Andacht zum Dienstag

24. März 2020

"Plaster" hatte unsere drei- vielleicht vierjährige Enkeltochter gesagt. "Pflaster" konnte sie damals noch nicht richtig aussprechen. Wir standen vor dem Altarbild unserer St. Stephanus-Kirche in Wittingen.

Im Zentrum: Jesus am Kreuz umgeben von sieben kleinen Engeln. "Aua!", hatte Lea gerufen und auf die Hände und Füße des Gekreuzigten gezeigt. Sie hatte schon die Erfahrung gemacht, wie das ist, wenn man blutet. Meistens tut das weh! - Ich überlegte: wie kann ihr das erklären? Das mit dem Kreuz, das der da zu tragen hat. Das mit dem Leid, das Menschen zu tragen haben? Das Menschen über andere bringen?

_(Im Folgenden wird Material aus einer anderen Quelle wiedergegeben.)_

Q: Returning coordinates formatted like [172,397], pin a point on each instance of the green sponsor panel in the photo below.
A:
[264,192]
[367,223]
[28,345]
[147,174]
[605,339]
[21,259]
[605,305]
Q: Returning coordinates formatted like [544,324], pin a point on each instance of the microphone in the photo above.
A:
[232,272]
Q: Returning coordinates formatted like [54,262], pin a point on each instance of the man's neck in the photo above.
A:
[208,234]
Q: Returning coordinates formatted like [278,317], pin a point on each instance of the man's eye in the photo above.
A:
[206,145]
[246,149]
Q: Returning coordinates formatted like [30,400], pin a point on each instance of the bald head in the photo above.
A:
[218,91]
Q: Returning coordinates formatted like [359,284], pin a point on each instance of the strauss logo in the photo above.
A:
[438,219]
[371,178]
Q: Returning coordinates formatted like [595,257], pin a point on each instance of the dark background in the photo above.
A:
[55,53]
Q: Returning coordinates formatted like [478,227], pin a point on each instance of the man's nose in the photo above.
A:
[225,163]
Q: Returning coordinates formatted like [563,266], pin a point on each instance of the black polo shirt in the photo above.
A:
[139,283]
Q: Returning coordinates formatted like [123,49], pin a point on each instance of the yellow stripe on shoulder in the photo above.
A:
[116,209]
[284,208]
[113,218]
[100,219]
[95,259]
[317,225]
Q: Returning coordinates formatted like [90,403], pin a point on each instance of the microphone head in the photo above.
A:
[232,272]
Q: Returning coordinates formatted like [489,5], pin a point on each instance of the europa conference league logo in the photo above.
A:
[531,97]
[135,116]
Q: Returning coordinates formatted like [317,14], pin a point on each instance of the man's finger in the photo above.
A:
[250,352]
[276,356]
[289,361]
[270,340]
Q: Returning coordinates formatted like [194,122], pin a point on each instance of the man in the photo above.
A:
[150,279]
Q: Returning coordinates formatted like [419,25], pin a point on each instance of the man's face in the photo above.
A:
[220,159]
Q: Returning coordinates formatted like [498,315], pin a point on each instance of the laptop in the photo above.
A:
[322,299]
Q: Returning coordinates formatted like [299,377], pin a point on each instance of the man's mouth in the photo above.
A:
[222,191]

Während ich noch überlegte, zeigte Lea auf die sieben kleinen Engel, die den Jesus am Kreuz umgeben. Über die Arme gelegt tragen sie weiße Spruchbänder mit den sieben Worten, die Jesus am Kreuz gesprochen hat: "Mein Gott, warum hast Du mich verlassen!" aber auch: "Gott, in Deine Hände befehle ich mich!" "Die haben ein Plaster!" Ein Pflaster, meinte sie. Denn das hatte sie ja schon selbst erlebt, wenn sie sich gestoßen, verletzt hatte: da waren die Mutter, der Vater, die Oma...verbanden die Wunde und nahmen sie in den Arm. So wurde der Schmerz erträglicher und die Tränen getrocknet.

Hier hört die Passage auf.